Re: (Score:3, Interesting)
Google even has a help article [google.com] that tells you how to reuse one when the GSA license expires.
Re: (Score:2)
Any of the modern bits can not be reused they mucked about with them.
Why is this news... (Score:1)
Re: (Score:1)
But he didn't know about this. Below he admits he was basically just trolling
Re: (Score:2)
Below he admits he was basically just trolling
As I pointed out in another comment, I did not. If I was trolling, we would be talking politics.
Re: (Score:2)
I didn't. Know. Or work at Google.
Everything I knew about Google when I worked at Google came from the tech press. Although working in the data center gave me more hands on experience with the actual hardware, especially the $50K optical switch that in a box with two feet of foam cushion on all sides.
I'm pretty sure many companies' employees are privy to said companies trade secrets, don't you think?
The only trade secrets at Google is how much duct tape and baling wire these systems are held together with.
Re: (Score:3)
So then provide links to where this exact information was published previously.
https://blog.codinghorror.com/building-a-computer-the-google-way/ [codinghorror.com]
Re: (Score:1)
Nothing in that article mentions anything about running custom silicon for securing their servers. It's simply a high-level spec sheet. So that doesn't actual answer the GPs question.
Re: (Score:2)
EE: Google Ramps Up Chip Design
http://www.eetimes.com/document.asp?doc_id=1320981 [eetimes.com]
Re: (Score:1)
Again, does not actually address what is mentioned in this submission. Want to try again?
Re: (Score:3)
creimer: life-pro-tip -- it's not all about you and what you know.
You're wrong. If I wasn't an asshole, I wouldn't be working in IT.
Re: (Score:1)
This just in: Company employees will know things people outside the company don't. Film at 11!
Re: (Score:2)
This just in: Company employees will know things people outside the company don't.

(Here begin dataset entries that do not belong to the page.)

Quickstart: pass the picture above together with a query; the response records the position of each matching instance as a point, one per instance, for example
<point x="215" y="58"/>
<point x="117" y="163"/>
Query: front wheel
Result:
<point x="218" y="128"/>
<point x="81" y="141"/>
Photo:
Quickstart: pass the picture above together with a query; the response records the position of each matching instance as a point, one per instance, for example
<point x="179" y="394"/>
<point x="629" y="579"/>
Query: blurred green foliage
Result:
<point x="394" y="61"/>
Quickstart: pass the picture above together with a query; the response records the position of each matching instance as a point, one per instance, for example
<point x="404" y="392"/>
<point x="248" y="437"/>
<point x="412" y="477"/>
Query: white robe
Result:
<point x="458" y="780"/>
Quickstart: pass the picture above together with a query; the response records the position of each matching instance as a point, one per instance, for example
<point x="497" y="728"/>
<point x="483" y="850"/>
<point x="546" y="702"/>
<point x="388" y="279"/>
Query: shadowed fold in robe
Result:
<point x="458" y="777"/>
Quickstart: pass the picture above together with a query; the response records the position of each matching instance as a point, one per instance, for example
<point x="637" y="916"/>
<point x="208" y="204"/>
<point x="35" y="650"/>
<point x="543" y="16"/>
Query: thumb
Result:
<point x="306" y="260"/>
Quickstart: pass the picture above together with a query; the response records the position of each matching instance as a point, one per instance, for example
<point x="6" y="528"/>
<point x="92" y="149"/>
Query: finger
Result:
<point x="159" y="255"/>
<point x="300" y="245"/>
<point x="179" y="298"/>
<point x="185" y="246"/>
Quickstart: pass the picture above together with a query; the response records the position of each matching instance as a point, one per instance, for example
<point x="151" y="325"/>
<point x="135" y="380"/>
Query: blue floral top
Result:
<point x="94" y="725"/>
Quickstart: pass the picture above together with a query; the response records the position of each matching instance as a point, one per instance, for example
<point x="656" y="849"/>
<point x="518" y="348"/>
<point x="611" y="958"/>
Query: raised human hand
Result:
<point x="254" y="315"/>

My knowledge of Google while working at Google came from the tech press and some books.
Re: (Score:1, Funny)
Cite*. Goddamn phone dictation.
Re: (Score:2)
And yet you fail to side even a single link or book.
If you can't use Google, that's not my problem.
Re: (Score:1)
Translation: I'm just talking out of my ass.
Re: (Score:2)
Translation: I'm just talking out of my ass.
This is Slashdot. You must be new around here.
Re:Why is this news... (Score:2)
A swing and a miss.
Slashdot exist to keep me amused while I'm waiting for a script to finish at work. Today is an exception as Martin Luther King Day is a federal holiday and I'm not at work. I'm waiting to stop being hungover from the weekend so I can get on with my day.
Re: (Score:1)
Cool story, brah. Care to tell us more boring things about your life?
Re: (Score:2)
Care to tell us more boring things about your life?
When I worked the Google IT help desk, I had to walk a Stanford CS graduate through the process of turning on his own workstation because cubicle farms don't have someone standing around to turn on workstations as they do in the university computer labs.
Re:Why is this news... (Score:4, Insightful)
Is this what passes for an entertaining story to you?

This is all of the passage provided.